C’è però chi, nel mezzo di questa giungla di segni in rosso, è riuscito a mettere a segno una crescita più che notevole: è il caso del consumo al calice e delle bottiglie da 0,375 litri, soprattutto al ristorante e soprattutto – per quanto concerne l’Italia, è chiaro – di Prosecco.
Come cambiano le tendenze, da una parte delle Alpi all’altra
La tendenza in questione pare che si stia manifestando, secondo una lettura proposta dai colleghi de Il Sole 24 Ore, soprattutto in Francia, calibrandosi su vini appartenenti alla fascia medio alta. Ignacio Sanchez Recarte, presidente del Ceev, ha spiegato che “nelle bottiglie di formato più piccolo in Francia si cominciano a trovare anche i Gran Cru“: una risposta agile per tentare di risolvere quella crisi di consumi che, soprattutto dall’altra parte delle Alpi, si fa sentire sempre di più; e che soprattutto permette di conciliare il desiderio – sempre più diffuso, per l’appunto – di bere meno.
La traduzione italiana di tale tendenza vede protagonista il Prosecco, per l’appunto. Secondo Sandro Botter, vicepresidente del Consorzio, le soddisfazioni più interessanti arrivano dalle confezioni ancora più mignon: quelle da 0,20 litri.

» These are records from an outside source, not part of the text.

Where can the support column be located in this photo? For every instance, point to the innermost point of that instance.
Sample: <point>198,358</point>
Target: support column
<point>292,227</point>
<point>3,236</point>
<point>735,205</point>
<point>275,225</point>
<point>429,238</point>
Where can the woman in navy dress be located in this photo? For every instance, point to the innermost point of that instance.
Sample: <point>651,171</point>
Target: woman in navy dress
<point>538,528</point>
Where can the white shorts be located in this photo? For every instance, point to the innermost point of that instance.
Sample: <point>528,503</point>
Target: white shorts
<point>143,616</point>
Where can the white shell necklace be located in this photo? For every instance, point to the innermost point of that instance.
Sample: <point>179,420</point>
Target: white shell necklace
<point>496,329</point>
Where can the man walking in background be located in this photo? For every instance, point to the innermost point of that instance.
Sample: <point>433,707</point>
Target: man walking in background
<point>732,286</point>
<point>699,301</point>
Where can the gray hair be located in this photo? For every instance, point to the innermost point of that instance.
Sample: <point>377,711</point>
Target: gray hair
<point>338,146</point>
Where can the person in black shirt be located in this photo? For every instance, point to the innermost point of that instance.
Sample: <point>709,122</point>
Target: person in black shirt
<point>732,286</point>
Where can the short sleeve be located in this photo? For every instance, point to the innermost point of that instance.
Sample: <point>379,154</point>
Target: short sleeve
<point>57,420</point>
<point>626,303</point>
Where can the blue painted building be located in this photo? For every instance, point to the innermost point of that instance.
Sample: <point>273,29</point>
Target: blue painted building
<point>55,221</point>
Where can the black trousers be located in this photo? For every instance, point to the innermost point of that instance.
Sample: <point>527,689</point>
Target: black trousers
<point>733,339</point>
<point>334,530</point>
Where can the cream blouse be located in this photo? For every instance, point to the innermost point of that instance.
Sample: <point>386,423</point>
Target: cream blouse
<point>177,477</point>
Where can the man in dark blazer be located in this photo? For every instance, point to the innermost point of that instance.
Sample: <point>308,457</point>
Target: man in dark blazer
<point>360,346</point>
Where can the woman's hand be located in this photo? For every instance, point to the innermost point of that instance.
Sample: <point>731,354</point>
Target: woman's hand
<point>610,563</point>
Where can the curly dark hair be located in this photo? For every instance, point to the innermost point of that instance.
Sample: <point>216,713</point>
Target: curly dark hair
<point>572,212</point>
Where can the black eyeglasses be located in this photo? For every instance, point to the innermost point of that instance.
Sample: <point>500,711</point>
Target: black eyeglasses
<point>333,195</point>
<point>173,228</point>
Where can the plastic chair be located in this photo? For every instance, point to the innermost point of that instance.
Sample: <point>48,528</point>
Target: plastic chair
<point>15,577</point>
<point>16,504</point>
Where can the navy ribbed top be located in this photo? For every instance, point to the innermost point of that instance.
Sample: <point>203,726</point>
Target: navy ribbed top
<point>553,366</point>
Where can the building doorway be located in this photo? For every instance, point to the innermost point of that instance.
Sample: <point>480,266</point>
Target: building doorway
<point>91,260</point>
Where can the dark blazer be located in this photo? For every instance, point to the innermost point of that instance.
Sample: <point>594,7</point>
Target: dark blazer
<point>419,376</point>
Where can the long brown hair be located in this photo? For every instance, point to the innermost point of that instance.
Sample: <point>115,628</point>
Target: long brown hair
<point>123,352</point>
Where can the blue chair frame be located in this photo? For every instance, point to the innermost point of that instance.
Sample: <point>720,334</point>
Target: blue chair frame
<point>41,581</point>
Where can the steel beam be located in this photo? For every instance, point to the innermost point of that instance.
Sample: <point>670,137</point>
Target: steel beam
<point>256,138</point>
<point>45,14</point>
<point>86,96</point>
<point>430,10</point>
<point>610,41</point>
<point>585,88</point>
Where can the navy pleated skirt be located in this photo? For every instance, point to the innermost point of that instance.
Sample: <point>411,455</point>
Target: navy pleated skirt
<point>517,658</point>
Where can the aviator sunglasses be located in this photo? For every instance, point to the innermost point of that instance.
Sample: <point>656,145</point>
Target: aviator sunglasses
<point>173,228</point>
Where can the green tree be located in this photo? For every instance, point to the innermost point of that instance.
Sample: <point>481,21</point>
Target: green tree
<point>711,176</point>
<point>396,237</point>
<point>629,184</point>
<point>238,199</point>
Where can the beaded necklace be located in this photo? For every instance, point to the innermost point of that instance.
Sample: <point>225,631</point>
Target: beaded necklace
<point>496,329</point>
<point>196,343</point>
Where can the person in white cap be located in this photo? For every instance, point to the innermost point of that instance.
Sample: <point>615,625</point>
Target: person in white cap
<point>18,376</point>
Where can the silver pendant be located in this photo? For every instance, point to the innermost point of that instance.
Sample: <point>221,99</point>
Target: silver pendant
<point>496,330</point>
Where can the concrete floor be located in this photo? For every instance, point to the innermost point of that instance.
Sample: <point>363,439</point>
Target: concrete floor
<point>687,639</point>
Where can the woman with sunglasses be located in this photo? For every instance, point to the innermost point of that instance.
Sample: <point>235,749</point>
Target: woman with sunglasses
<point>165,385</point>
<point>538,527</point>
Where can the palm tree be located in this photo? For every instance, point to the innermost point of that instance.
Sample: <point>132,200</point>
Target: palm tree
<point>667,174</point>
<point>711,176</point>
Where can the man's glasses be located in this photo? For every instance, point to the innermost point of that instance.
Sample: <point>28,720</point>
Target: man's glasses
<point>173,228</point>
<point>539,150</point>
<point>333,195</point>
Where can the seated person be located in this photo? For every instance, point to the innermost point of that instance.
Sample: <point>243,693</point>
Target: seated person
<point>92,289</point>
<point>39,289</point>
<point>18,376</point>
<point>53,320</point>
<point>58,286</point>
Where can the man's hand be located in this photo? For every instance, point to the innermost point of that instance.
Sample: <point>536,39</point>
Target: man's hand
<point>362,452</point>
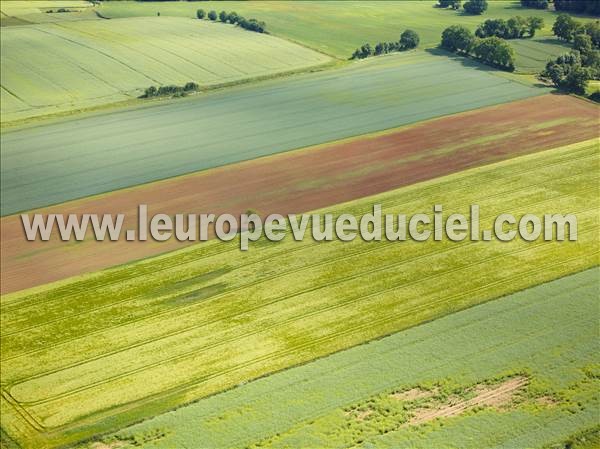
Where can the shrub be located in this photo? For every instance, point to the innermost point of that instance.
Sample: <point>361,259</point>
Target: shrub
<point>409,39</point>
<point>475,6</point>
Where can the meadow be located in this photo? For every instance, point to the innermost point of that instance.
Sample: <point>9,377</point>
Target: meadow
<point>547,333</point>
<point>306,179</point>
<point>94,353</point>
<point>78,64</point>
<point>40,165</point>
<point>339,28</point>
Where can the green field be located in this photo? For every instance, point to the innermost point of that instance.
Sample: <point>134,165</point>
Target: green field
<point>102,153</point>
<point>548,333</point>
<point>533,54</point>
<point>337,28</point>
<point>92,354</point>
<point>80,64</point>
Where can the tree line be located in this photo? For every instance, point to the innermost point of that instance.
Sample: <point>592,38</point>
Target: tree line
<point>233,18</point>
<point>572,71</point>
<point>492,50</point>
<point>170,90</point>
<point>471,6</point>
<point>408,39</point>
<point>591,7</point>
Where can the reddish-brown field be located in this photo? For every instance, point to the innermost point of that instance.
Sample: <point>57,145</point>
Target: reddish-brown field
<point>303,180</point>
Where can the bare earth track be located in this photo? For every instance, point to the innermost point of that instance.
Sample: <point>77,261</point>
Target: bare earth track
<point>303,180</point>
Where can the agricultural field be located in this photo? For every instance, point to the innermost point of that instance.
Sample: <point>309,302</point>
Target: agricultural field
<point>369,393</point>
<point>533,54</point>
<point>95,353</point>
<point>321,25</point>
<point>113,151</point>
<point>462,313</point>
<point>81,64</point>
<point>307,179</point>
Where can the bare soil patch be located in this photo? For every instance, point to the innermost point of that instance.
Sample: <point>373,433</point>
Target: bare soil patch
<point>302,180</point>
<point>496,396</point>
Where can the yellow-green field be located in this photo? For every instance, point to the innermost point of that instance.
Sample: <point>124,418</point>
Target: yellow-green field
<point>95,353</point>
<point>74,65</point>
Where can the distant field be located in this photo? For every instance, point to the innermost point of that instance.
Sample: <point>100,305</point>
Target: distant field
<point>41,165</point>
<point>548,333</point>
<point>78,64</point>
<point>533,54</point>
<point>338,28</point>
<point>95,353</point>
<point>304,180</point>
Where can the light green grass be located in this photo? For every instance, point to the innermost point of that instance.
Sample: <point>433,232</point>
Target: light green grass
<point>102,153</point>
<point>337,28</point>
<point>548,333</point>
<point>533,54</point>
<point>57,67</point>
<point>92,354</point>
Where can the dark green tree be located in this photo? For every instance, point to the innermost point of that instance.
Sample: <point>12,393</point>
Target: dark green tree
<point>567,73</point>
<point>409,39</point>
<point>475,6</point>
<point>233,17</point>
<point>534,24</point>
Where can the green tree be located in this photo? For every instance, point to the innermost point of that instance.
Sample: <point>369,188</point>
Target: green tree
<point>409,39</point>
<point>534,24</point>
<point>565,27</point>
<point>233,17</point>
<point>475,6</point>
<point>568,73</point>
<point>592,29</point>
<point>457,38</point>
<point>496,52</point>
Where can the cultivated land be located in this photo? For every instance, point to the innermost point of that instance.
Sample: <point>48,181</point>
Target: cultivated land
<point>338,29</point>
<point>546,335</point>
<point>82,64</point>
<point>303,180</point>
<point>42,165</point>
<point>95,353</point>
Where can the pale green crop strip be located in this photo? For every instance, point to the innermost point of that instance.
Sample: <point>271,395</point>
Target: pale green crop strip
<point>281,304</point>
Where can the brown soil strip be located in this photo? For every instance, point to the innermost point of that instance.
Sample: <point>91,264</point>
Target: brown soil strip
<point>495,396</point>
<point>303,180</point>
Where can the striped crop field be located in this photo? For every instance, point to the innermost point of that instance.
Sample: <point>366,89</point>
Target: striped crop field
<point>40,165</point>
<point>307,179</point>
<point>533,54</point>
<point>365,397</point>
<point>338,30</point>
<point>92,354</point>
<point>81,64</point>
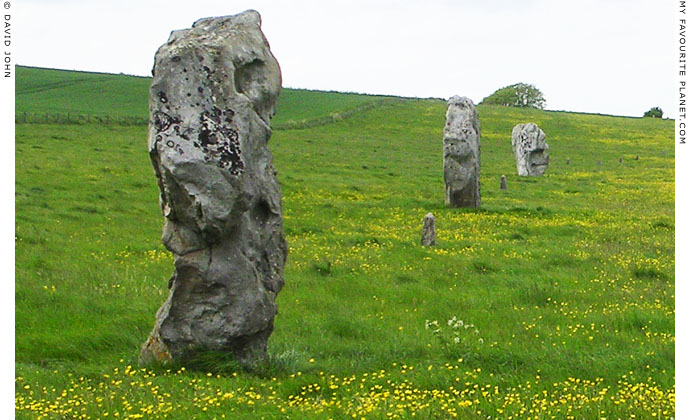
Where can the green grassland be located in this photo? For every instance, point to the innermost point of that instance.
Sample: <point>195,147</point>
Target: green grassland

“A fronte di un calo delle vendite del formato da 0,75 litri che nell’ultimo anno ha perso il 3%” ha spiegato Botter a Il Sole “le confezioni mini hanno registrato nel 2023 un progresso del 3 % mettendo a segno una crescita che dal 2020 a oggi è stata del 67% e ormai rappresentano una quota del 4% sulla produzione totale”.
Ad accompagnare questo fenomeno si registra una contestuale vendita di vino al calice nei ristoranti. “Abito” diverso, ma stessa anima: l’idea è quella farsi una concessione che non vada né a salassare il portafoglio né a compromettere il sentire salutistico a cui abbiamo accennato nelle righe precedenti. Numeri alla mano, secondo Luciano Sbraga, vicedirettore e responsabile dell’ufficio studi della Fipe, il consumo al calice “ormai rappresenta in volume circa il 10% delle vendite di vino nei 140mila ristoranti italiani”.